There's probably more, but I can't think of anything else right now.


----------



## surskitty (Aug 10, 2008)

Pets aren't possessions; pets are family.

My red bag and contents; my sketchbooks.


----------



## Old Catch (Aug 10, 2008)

-My petfamilies
-My notepads that I take zoology notes in
-my mp3 player
-my DS


----------



## Corsoth Arcole (Aug 10, 2008)

-My stainless steel necklace, which my great-grandmother gave to my grandmother, who gave it to my mom, who passed it on to me.  It's like an heirloom.

-My series of notebooks that contain the random scribblings, phone numbers, and reflections dating back to the third grade.

-The little blanket my mother sewed for me when I was a while away from being born.  I only use it as a neck pillow now, but it's still special.


----------



## Worst Username Ever (Aug 10, 2008)

- My computer
- My Simpsons DVD boxsets
- My cat plushie that I got when I was 3
- My Animal Crossing: Wild World game


----------



## Tailsy (Aug 10, 2008)

Everything in my house that doesn't suck. :D


----------



## Dannichu (Aug 10, 2008)

Corsoth Arcole said:


> -My series of notebooks that contain the random scribblings, phone numbers, and reflections dating back to the third grade.


You can't take the Random Scribblings away from meee~


----------



## Espeon (Aug 10, 2008)

-My bear I've had since forever.
-My "I don't suffer from insanity I enjoy it" t-shirt.
-The Laptop.

...Yeah, that's about it.


----------



## Flazeah (Aug 12, 2008)

I'd say my favourite possessions are some of my clothes, my laptop, my new school bag, and a few of my Pokémon games.
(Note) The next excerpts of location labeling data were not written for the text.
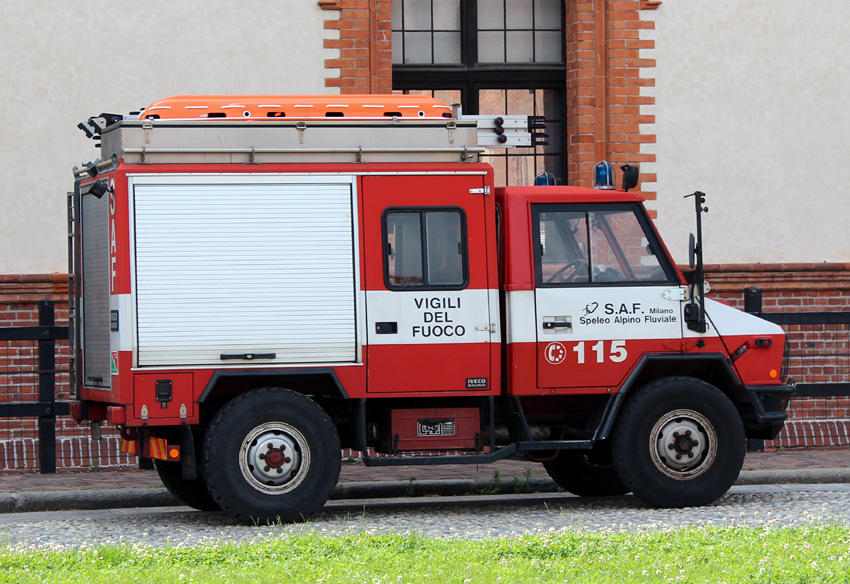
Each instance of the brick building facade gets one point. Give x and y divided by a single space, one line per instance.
608 70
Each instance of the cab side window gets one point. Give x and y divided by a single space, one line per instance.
425 249
583 245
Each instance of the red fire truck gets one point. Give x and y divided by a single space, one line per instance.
260 281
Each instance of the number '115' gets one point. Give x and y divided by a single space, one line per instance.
617 351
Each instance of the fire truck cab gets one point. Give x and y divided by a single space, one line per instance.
260 281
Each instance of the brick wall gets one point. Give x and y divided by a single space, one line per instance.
815 422
610 85
19 297
819 353
364 43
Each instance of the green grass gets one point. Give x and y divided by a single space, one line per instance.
819 553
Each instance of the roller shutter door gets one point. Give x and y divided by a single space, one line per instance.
235 269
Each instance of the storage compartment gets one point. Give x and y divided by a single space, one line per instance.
163 395
435 429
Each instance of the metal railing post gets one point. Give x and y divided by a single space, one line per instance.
46 391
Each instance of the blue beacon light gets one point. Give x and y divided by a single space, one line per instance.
603 175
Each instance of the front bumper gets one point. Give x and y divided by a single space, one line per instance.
769 404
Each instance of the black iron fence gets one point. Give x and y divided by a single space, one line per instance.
31 397
29 366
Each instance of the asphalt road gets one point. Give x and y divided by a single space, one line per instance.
456 517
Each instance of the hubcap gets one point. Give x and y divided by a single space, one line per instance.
683 444
274 458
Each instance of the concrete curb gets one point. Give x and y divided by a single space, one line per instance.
35 501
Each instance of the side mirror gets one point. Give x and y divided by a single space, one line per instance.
691 251
631 176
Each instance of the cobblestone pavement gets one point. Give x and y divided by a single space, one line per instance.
455 517
356 471
463 516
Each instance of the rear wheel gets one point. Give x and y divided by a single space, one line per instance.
587 473
679 442
192 493
271 455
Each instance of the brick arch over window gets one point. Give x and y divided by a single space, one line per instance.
609 76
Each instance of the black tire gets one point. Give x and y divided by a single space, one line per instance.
684 417
192 493
586 473
291 437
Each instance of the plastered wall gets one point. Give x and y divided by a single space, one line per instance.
63 62
753 107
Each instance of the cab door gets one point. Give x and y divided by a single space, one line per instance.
430 323
604 294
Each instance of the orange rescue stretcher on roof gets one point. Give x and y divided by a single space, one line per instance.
297 107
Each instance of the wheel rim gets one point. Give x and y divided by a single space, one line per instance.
274 458
683 444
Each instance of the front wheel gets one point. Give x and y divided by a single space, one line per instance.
271 455
679 442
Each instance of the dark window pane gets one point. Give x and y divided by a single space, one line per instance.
519 14
447 15
417 15
491 14
445 252
417 47
446 47
547 14
548 47
491 47
404 249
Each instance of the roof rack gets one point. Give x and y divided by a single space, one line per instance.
299 107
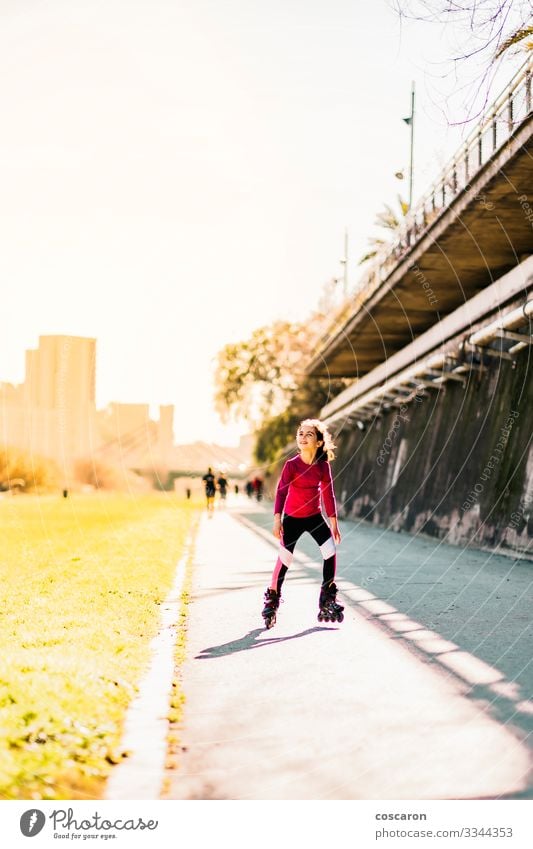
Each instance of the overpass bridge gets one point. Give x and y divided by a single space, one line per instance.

Possibly the model-ish donkeys I got from Greece on various trips - I decided I had enough and didn't buy any this time, though - because they're furry and cute and I named them carefully. xD; It was a while ago, but... they're called Misty, Cyclone, Stormy, Fudge, Paragon, Snowdrift, Frigate, Frosty, Thunder and Hydrogen. What? :D;


----------



## Butterfree (Aug 13, 2008)

- My precious handhelds (cobalt Game Boy Color, black Game Boy Advance, silver Game Boy Advance SP, silver Nintendo DS) and Pokémon games. If I go vacationing and bring them along, I'm always extremely paranoid and feel my bag every few minutes just to make sure they're still there. Well, the consoles I'm concerned about more because they're expensive; the Pokémon games really are some of my favorite possessions, however.
- My site and my fic. (Thus, by extension, my computer.)
- My two stuffed tigers. One of them I got when I was four or so, the other when I was eight, both as gifts from my grandma. I made up all sorts of stories about them when I was little and carried them under my arm 24/7 for several years of my life.
- My cat, if he counts as a possession.
- My boyfriend, for that matter, if he counts. :P

If the house were on fire and I could save those, I'd be happy. :D


----------



## KMew (Aug 13, 2008)

My Laptop and my iPod. ;D


----------



## Keta (Aug 13, 2008)

I always like to feel that I can start over anywhere and anytime however many things I have lost, people or material possessions.

My favorite possession is my external hard drive- that's where most of my memories are stored in music, pictures, programs, everything I need...


----------